Six Senses Qing Cheng Mountain
El clima de Chengdu es relativamente templado durante todo el año y cada estación tiene su propio ritmo. La primavera trae temperaturas suaves y una explosión floral. El verano ofrece días frescos y agradables, perfectos para pasar tiempo al aire libre. El otoño viste el paisaje de suaves tonos dorados, mientras que el invierno trae una atmósfera cálida, con nevadas ocasionales que crean escenas llenas de paz.

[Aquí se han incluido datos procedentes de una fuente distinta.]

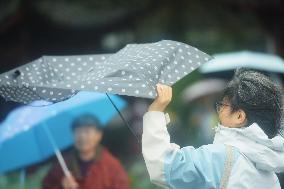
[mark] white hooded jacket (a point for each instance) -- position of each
(256, 157)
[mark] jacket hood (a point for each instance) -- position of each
(266, 154)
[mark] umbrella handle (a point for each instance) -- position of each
(123, 119)
(57, 151)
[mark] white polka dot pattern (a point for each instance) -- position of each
(134, 70)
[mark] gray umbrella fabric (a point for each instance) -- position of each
(134, 71)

El Año Nuevo chino, también conocido como Año Nuevo Lunar, es una de las principales celebraciones. Es una fiesta para todos los sentidos con exhibiciones de fuegos artificiales locales, decoraciones de color rojo y danzas de leones para atraer la buena suerte en las grandes y pequeñas aventuras de la vida.

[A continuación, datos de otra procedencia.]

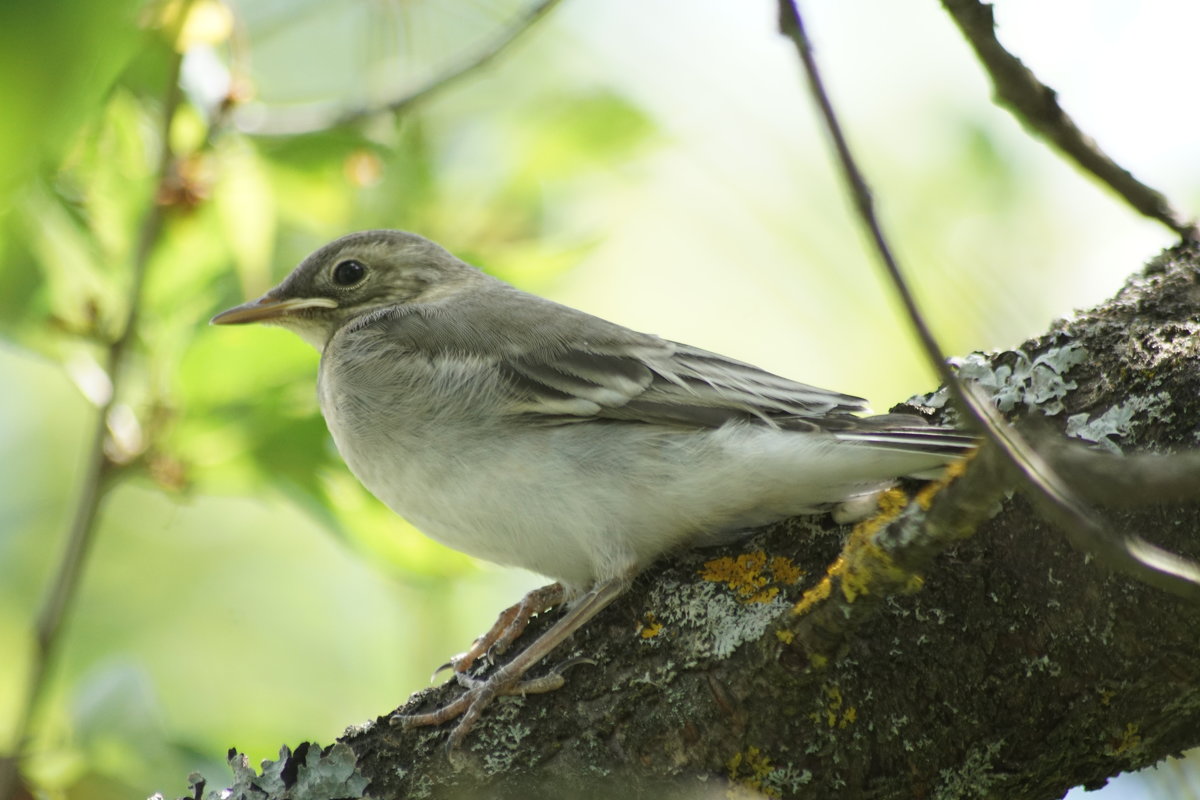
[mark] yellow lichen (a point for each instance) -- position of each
(1129, 739)
(748, 770)
(750, 575)
(835, 714)
(813, 596)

Siga en el tiempo los pasos de Marco Polo para celebrar la existencia del histórico sistema de irrigación de Dujiangyan, que se construyó en el año 256 a. C. y aumentó la fertilidad y la prosperidad de las tierras. Observe a los lugareños vestidos con trajes tradicionales realizar una actuación en el río Minjiang o únase a un maestro de té local en la temporada de cosecha para aprender a recolectar y elaborar té.

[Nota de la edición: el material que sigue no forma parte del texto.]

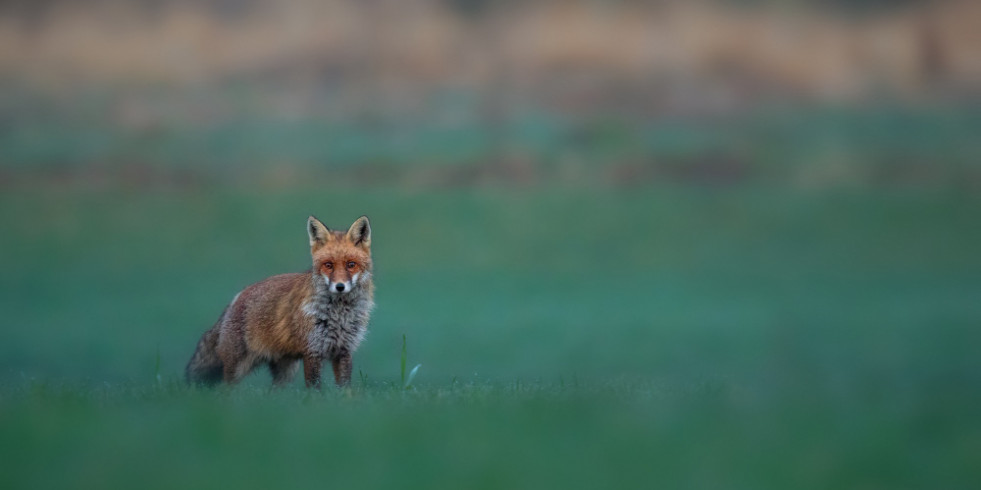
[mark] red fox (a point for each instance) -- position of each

Suba a bordo para disfrutar de una diversión familiar repleta de acción en el Festival del Barco del Dragón, uno de los acontecimientos deportivos acuáticos más populares en China.
Escape del calor del verano y disfrute de la frescura y el verdor del bosque. Celebre el auspicioso nacimiento del taoísmo en la montaña Qing Cheng y aprenda a jugar el antiguo juego del puño de Taiji.
Únase a los lugareños para recoger kiwis silvestres en las montañas de Dujiangyan o en el Jardín Botánico, administrado por la comunidad local. Con hojas de ginkgo doradas que decoran los árboles y cubren los caminos, experimente el Festival de Medio Otoño, un momento importante para las reuniones familiares en China.
Disfrute de tratamientos de bienestar de inspiración local, como masajes con piedras calientes y moxibustión con artemisa autóctona. Descubra los sabores y aromas distintivos de los remedios herbales tradicionales chinos, a menudo vinculados a la notable longevidad de los lugareños.
Venga y observe a los pandas en su hábitat natural. Panda Valley y Panda Ark, a un corto trayecto en coche desde el complejo, son lugares donde podrá dar de comer a estas dóciles criaturas y aprender más sobre ellas a través de actividades prácticas. También puede explorar la montaña Qingcheng, la cuna del taoísmo.